Dans le communiqué que vous avez publié le 17 avril, vous parlez d’un observatoire de la société civile pour la justice transitionnelle que vous comptiez installer afin « d'accompagner les étapes restantes du parcours, de suivre de près les travaux de l’Instance et de préparer la mise en œuvre des recommandations incluses dans le rapport final de l’IVD ». De quoi s’agit-il exactement ?

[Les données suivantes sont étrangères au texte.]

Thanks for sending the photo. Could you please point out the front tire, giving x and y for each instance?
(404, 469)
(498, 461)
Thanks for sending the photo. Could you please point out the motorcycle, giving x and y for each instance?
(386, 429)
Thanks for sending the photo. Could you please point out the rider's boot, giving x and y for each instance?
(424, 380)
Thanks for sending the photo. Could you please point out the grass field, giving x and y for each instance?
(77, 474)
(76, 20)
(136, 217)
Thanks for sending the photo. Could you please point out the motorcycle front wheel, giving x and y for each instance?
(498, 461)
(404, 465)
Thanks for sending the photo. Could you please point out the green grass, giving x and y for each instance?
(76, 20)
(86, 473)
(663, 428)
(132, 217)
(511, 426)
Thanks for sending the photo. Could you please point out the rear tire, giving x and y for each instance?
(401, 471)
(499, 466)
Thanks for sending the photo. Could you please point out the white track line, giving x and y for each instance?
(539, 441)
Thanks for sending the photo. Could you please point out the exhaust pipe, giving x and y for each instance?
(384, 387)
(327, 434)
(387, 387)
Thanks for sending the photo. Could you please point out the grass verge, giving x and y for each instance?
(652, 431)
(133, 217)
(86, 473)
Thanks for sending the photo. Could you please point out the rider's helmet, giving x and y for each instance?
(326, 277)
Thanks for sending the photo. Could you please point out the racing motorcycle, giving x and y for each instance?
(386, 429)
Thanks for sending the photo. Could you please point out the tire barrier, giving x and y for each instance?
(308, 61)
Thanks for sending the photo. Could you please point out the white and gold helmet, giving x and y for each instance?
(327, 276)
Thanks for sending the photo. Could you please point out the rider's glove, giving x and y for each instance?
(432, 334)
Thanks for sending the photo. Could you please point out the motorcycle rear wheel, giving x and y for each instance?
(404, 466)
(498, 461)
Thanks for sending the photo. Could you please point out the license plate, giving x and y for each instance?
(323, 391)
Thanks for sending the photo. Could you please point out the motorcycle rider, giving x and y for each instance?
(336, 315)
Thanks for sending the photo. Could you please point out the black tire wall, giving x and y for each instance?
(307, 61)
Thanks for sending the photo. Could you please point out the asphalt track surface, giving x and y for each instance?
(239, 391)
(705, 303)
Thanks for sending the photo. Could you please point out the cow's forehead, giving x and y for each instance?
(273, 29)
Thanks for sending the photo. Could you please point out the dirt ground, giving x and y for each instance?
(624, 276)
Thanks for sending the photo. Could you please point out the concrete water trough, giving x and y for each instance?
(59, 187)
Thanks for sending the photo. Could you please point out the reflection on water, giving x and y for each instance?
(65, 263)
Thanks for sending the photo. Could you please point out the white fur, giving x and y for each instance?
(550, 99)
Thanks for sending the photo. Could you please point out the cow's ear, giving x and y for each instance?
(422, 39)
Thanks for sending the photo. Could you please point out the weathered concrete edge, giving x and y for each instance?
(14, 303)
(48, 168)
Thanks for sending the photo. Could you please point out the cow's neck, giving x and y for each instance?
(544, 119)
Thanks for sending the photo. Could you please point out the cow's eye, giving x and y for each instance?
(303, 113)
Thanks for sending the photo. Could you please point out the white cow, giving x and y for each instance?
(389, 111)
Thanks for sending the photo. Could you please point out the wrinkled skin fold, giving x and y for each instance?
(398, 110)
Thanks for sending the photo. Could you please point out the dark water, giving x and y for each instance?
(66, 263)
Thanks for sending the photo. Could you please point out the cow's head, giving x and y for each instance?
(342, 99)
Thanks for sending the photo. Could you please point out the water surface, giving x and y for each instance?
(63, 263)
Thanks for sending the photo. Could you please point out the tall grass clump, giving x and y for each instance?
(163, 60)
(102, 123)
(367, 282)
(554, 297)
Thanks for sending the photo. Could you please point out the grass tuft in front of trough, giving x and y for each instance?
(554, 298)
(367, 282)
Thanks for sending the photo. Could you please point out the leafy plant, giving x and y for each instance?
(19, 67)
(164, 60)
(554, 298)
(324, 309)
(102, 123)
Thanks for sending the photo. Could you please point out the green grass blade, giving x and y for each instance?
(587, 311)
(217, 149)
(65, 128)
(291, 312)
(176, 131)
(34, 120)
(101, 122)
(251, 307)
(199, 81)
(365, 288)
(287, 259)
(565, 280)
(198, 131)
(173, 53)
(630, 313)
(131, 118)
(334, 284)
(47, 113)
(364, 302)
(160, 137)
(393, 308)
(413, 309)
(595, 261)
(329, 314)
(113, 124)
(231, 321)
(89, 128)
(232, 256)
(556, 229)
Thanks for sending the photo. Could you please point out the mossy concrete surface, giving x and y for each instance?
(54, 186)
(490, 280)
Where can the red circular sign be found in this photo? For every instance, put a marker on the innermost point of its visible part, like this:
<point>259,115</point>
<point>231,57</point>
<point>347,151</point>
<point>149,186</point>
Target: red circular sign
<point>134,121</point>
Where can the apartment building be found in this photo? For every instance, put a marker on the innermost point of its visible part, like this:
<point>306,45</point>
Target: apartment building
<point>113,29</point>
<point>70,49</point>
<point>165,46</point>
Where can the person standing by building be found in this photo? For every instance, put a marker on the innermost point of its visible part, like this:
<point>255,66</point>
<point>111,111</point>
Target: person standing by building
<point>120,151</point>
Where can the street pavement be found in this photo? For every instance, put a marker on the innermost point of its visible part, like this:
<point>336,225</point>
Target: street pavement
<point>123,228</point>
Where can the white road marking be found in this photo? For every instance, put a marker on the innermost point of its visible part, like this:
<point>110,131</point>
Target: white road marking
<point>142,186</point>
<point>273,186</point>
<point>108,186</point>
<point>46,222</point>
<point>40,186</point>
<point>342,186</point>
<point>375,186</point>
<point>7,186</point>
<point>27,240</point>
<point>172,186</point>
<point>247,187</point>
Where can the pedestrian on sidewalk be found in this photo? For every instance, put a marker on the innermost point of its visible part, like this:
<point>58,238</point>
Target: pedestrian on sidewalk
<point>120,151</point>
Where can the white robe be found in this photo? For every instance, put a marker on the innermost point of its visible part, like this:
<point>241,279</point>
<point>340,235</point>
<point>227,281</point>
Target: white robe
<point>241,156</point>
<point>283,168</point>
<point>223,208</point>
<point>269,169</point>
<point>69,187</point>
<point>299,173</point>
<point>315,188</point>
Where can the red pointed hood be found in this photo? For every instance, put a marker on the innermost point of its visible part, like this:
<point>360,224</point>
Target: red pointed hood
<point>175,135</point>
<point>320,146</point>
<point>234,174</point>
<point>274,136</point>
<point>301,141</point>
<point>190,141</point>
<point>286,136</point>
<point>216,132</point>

-C’est vrai que depuis le vote du 24 avril, nous avons pris du temps pour publier ce communiqué. Il fallait en fait être tous ensemble réunis autour d’un même message, ONG des droits humains, associations de victimes et divers experts, magistrats et avocats. Les principales décisions que nous avons prises concernent la constitution de cet observatoire cité dans le communiqué de presse du 17 avril et qui sera formé de tous les signataires du texte, la programmation de rencontres avec tous les intervenants dans cette crise : présidence de la République, présidence de l’Assemblée, présidence du gouvernement, IVD, ainsi qu’une grande organisation, la centrale syndicale. Par ailleurs, nous comptons organiser à la mi mai un colloque international, qui va convier beaucoup d’intervenants dont le Rapporteur spécial sur la justice transitionnelle. Principal objectif de cet événement : l’échange entre nous en plus de la conception d’une stratégie d’appui au processus d’ici le 31 décembre. Mais également au-delà puisque la justice transitionnelle se poursuit y compris dans la période post IVD. Nous envisageons également d’organiser des rencontres avec des jeunes tels les groupes Manich Msamah (Je ne pardonnerai pas) et Fech Nestanaw (Qu’attendons-nous ?), qui se sont mobilisés pour le processus de justice transitionnelle et ont fait bouger la rue dans ce sens.